I use to use a similar recipe some time ago. I found out that over time the sugar and oil separated and it was very greasy. I have since switched to an emulsified one. I think there's a recipe in this forum somewhere. I'm sure if you search you will find it.

PS. I would also convert the teaspoons into grams. You will get more accurate measurements this way.


----------



## CherryTree (Nov 30, 2010)

Thanks for the tips! 

As for the scrub separating, I specifically used powdered silica gel to prevent this from happening.  I have read that silica gel will prevent scrubs from separating, is this not true?

I will go ahead and change the tsp measurements to grams.  Does the rest of the recipe look okay?
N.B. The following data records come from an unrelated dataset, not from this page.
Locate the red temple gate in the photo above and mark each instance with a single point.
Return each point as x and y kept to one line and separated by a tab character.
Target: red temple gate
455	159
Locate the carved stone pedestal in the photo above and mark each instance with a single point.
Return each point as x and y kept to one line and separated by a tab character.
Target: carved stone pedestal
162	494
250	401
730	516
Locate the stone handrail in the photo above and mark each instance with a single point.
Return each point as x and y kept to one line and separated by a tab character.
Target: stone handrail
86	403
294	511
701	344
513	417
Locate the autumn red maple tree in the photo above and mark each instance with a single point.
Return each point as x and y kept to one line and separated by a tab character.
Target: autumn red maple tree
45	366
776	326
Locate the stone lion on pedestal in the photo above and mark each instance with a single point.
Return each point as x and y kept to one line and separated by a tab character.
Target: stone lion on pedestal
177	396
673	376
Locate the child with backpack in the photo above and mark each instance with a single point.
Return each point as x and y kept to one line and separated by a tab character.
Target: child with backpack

Also, can anyone answer my specific questions in my original post?  Thanks!


----------



## soapbuddy (Nov 30, 2010)

The silica helps in the beginning, but over time, the scrub will separate. I would halve your recipe and see how you like it first.


----------



## carebear (Nov 30, 2010)

sorry, don't know the answers.


----------



## HenleyNatural (Nov 30, 2010)

Q: Would mixing it longer with the electric mixer make it even more creamy and whipped? Anything else I can do to give it that nice, fluffy, whipped texture? 

A: I whip body scrub to a butter like texture.  To achieve this your recipe should be 12 oz shea butter and 10 oz jojoba oil.  The recipe should be roughly 1/2 hard oils (shea butter) and 1/2 soft oils (jojoba oil).  However, there needs to be more hard oils than soft oils to get the fluffy whipped texture.  (Experiment with amounts to get the correct texture.)
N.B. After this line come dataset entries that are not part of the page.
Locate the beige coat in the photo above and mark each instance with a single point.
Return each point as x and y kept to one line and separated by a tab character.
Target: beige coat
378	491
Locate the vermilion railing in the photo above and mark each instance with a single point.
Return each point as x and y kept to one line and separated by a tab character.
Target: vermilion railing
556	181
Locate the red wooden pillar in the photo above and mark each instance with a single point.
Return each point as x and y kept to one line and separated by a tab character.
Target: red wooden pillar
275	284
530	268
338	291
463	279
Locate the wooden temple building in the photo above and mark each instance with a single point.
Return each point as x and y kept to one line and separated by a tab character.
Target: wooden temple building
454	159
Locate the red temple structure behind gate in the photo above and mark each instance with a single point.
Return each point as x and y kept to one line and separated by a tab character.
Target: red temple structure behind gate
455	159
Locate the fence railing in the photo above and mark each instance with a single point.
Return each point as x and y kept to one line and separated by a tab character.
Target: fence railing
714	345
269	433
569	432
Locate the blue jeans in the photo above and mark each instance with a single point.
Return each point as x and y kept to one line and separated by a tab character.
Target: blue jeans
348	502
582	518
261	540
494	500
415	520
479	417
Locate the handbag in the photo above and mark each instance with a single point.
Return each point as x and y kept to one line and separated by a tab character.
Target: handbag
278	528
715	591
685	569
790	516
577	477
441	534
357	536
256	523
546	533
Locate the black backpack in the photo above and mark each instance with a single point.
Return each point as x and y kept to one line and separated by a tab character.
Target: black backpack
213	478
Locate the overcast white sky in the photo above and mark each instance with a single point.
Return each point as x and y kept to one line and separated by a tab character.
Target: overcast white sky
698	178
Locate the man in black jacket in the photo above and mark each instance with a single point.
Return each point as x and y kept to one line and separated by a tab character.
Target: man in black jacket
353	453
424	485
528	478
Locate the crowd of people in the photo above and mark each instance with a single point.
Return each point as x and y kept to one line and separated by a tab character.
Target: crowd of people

• Melt the shea butter before you combine it with the jojoba oil. 
• Add the other ingredients except for the peppermint FO.
• Mix batch with hand mixer for 3 minutes.
• Put bowl in refrigerator for approximately 15 minutes.
• Mix again with mixer
• Bowl back in refrigerator 15 minutes 
• Eventual the batch will firm up in the refrigerate. You want the batch hard but not rock hard.
• Mix with hand mixer for 20 minutes and you will get a wonder whipped texture.
• Add the essential oils during this last mix.

** Refrigerator times are just guesses.  I make a bigger batch (4X) so my refrigerator time are longer.  Experiment with the times**

**There is no water in a body scrub so you do not need a preservative. Preservative kill the micros in the water.  So leave out the 1/2 tsp titanium dioxide and 0.2 oz. Optiphen Plus preservative.  Just a suggestion. **



Q: I tried to keep this a very white color scrub, but it still turned out very ivory - almost pinkish. Is there anything I can do to help it stay as pure white as possible? 
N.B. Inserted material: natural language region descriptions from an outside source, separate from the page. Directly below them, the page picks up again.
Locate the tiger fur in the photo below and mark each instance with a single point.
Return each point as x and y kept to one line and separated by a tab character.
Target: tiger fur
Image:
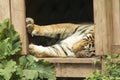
76	40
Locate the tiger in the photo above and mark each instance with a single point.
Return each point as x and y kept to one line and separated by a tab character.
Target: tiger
76	40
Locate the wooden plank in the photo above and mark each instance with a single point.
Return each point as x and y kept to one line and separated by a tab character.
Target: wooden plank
103	26
75	70
72	60
116	22
18	19
4	9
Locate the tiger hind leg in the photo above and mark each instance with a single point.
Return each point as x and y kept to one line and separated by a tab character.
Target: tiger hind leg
84	47
41	51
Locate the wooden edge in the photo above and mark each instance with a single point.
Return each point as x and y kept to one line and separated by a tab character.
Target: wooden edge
71	60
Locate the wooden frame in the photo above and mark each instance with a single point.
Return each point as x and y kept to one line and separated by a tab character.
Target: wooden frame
15	10
107	31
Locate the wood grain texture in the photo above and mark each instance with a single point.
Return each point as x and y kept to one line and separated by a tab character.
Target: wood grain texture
18	19
4	9
116	22
103	26
71	60
74	67
75	70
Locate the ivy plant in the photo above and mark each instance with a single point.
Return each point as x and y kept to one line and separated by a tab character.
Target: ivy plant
112	69
23	67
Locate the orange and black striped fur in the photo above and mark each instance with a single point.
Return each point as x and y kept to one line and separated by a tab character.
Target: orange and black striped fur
76	40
A: Perhaps the peppermint kiss FO is turning your batch pink-ish.  If all the oils are clear or white the end result should be a white color. 


Q:  Next time, I think I'd like to add red jojoba beads (or maybe green or blue jojoba beads?), since it's a peppermint scent. Which color would you suggest?

A: Red reminds my of peppermint candy canes.  


Q: It left my skin a bit oily - is there anything I can do to cut down on the leftover oily feel? 

A: I use silica powder and rice powder.  For a 12 oz shea butter and 10 jojoba batch I would say 3/4 teaspoon silica powder and 1½ tablespoon rice powder.  I not familiar with powder silica "gel".


Q: I bought pretty containers to fill with my scrub, but I had a hard time getting the scrub into the containers, and still making it look nice. Do you have any tips or tricks to get the containers filled nicely? 

A: Use a pastry bag.  Pastry chefs use pastry bags for decorating cakes.  You can make your own pastry bag.  Cut the bottom corner off of one end of a large plastic zip-lock bag and fill it with your body scrub.  The opening in the corner should be large enough for you to squeeze the body scrub out of the bag and into your small containers. 

I scent my body scrubs with lemongrass EO and they are_ wonderful!_.


----------



## Hygieia (Dec 10, 2010)

I love lemongrass.  How much would you add to the above recipe?


----------



## HenleyNatural (Dec 14, 2010)

For 12 oz shea butter and 10 oz jojoba oil I'd go with 9 grams which is .3 ounces of lemongrass EO.


----------